Session..........: hashcat
Status...........: Cracked
Hash.Name........: Apple Keychain
Hash.Target......: $keychain$*7255a69abe21a28e1d2967265c9bba9c9bf4daf1...d067e5
[...]

Note: As described in hashcat #2457 collisions are very common based on the current checks. To combat this, you'll want to use the "--keep-guessing" flag, and keep trying the found passwords until you (hopefully) get the correct one.

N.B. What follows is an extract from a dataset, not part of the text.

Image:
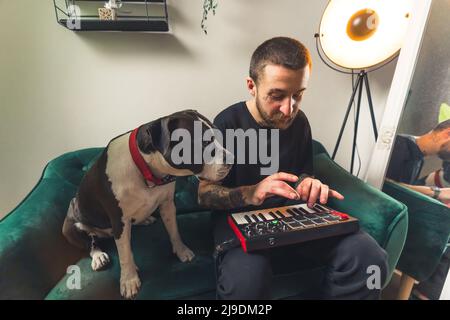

Extraction from memory images

Volofax can be used to extract Keychain files and master key candidates from memory images.

$ python vol.py -i ~/Desktop/show/macosxml.mem -o keychaindump

[+] Find MALLOC_TINY heap range (guess)
 [-] range 0x7fef03400000-0x7fef03500000
 [...]
 [-] range 0x7fef04900000-0x7fef04a00000

[*] Search for keys in range 0x7fef03400000-0x7fef03500000 complete. master key candidates : 0
[...]
[*] Search for keys in range 0x7fef04900000-0x7fef04a00000 complete. master key candidates : 6

[*] master key candidate: 26C80BE3346E720DAA10620F2C9C8AD726CFCE2B818942F9
[...]
[*] master key candidate: 903C49F0FE0700C0133749F0FE0700404158544D00000000
 
$ ./chainbreaker.py --key 26C80BE3346E720DAA10620F2C9C8AD726CFCE2B818942F9 ./test_keychain.keychain

Additional examples can be found in this gist by n0fate.

Why the rewrite?

Chainbreaker2 was forked to be heavily refactored and modified from the original chainbreaker.

The primary reason behind this fork is to add better support integration into third-party forensic platforms such as Autopsy.

During the refactor, additional functionality was added including:

  • Enhanced user control and options
  • Extraction of the Keychain hash for use with third-party hash cracking software.
  • Dumping all available information, regardless of the presence of an unlocking method

Credits

  • Chainbreaker2 has been significantly refactored and with accitional functionality added by Luke Gaddie
  • The original author of chainbreaker is n0fate

License

GNU GPL v2

TODO

  • Better commenting of code.
  • Better documentation of the keychain format.